Another great oil is castor oil, this oil thickens hair, even hair that is starting to thin out and it reduces and prevents hair damage. It  makes the hair fuller and shinier and prevents dry scalp. This is the oil that I personally endorse because it works for me without fail. The best form of these oils to use is the least processed variety, cold press (extra virgin) oils is ideal.

Moisturizers vs Oils

Water is the best moisturizer for hair. However, the type of water is important . Hard water (water with added chlorine, calcium and magnesium etc.) is  not necessarily good for your hair, it makes the hair dry after extended use. Therefore, the best moisturizers are generally those that are water-based as these more easily penetrate the hair and creates a suppleness in the hair shaft, whilst oils (apart from coconut oil) coats the hair shaft and seals in or out moisture. The best indication that a moisturizer is water-based is if water is the first or second ingredient listed in the ingredients list. Oils and oil-based moisturizers should only be used, to seal in moisture, after a water-based moisturizer is applied.

How to Moisturize Hair

Oils are very important to seal in moisture. Hence, if you use water or a water-based moisturizer, use an oil based product or the natural oil itself to seal in moisture. The bad oils like mineral oil and petroleum-based moisturizers actually blocks the movement of moisture, so if your hair was not moisturized it will be sealed in the dry state.The only oil that penetrates the hair shaft is virgin coconut oil.

There are some good examples of water-based hair moisturizers on the market. I use one or more of them occasionally: Organic Root Stimulator Carrot Oil, Triple Moisture Silk Touch Leave-in, Cantu Shea Butter Grow Strong, Ultra Black Hair and Elasta QP Mango Butter. Sometimes when I am really in need of moisture I use S-Curl Activator very lightly and then seal with my castor oil or you can make your own moisturizer.

Hair Care Tip:

1. Moisturize hair with a water-based product and then seal with a good oil.

About

Brenda is a best-selling author who currently has several books in print. When she manages to dig herself out of the book she is reading or writing, she is usually in the kitchen whipping up a batch of cookies... to satisfy her sweet tooth. +

21 Comments »

  • Leillah said:

    Thanks for the article. saved my hair week after a bad salon experience. I hope you do not mind, but I shared it on NoScrunchie.com with a link back to you of course.

  • denice jones said:

    Hi Brenda, what shampoo would you recommend for dry hair my hair is mostly natural with maybe 2 inches of the ends relaxed. Also the best daily moisturuzer.
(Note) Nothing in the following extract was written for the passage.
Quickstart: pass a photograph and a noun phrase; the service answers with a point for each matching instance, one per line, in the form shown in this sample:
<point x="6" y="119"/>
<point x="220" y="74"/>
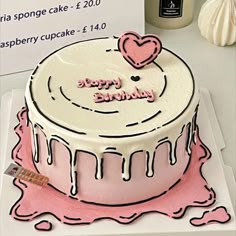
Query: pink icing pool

    • Brenda Barrett said:

      I recommend shampoo bar soaps made with cold press oils or liquid soaps like Castile soap to wash the hair. They are the best soaps to use for dry hair because they do not contain the drying chemicals that many shampoos have. However, if you can’t find these soaps in your area, you can mitigate the drying effects of regular shampoos by doing a pre-shampoo treatment before washing your hair. I have several recipes under the recipe bar.

  • Ronnell said:

    Where can I find the shampoo sop bar? Also, when I use the Apple Cider Vinegar I do not dilute it with water, am I supposed to? Also, I find that when I use vasoline after I wet my hair it keeps my hair verymoist, I do it daily. Is this good for my hair?

    • Brenda Barrett said:

      Hi Ronnell,
      Shampoo bars, you can find some good ones one Amazon here’s a link Jojoba and Peppermint Shampoo Bar
      or you can use Castile Soap which is liquid and looks more like shampoo. Yes you are supposed to dilute the ACV. If you wet your hair first, then Vaseline will seal in the moisture. But just remember, that it will build up on your scalp overtime and stifle your body's own natural oil. Eventually this build up will stop your hair from growing. I recommend that you use organic oils as a sealer.

  • zaji said:

    This was very helpful. Thank you.

  • zaji said:

    Thank you for this information. It is very helpful.

  • zaji said:

    Thanks for this article. It is very helpful.

  • Kristina said:

    My daughter has Seborrheic dermatitis and her hair is thinning and breaking. Since she’s at a tender age of 14 she doesn’t want her hair cut. She’s been getting her hair trimmed shorter and shorter to hide the breakage and she gets a deep conditioner weekly. The derm gave us a steroid and anti fungal cream to treat the SD. I’d like to put her hair in pinky width braids because I’m thinking that this will help me apply the meds directly to the scalp without the hair getting in the way. Also, since she plays sports and cares about her appearance, her hair will be neat. My question is, are the braids a good idea? I know keeping the scalp moisturizered while in braids is a must…your thoughts please?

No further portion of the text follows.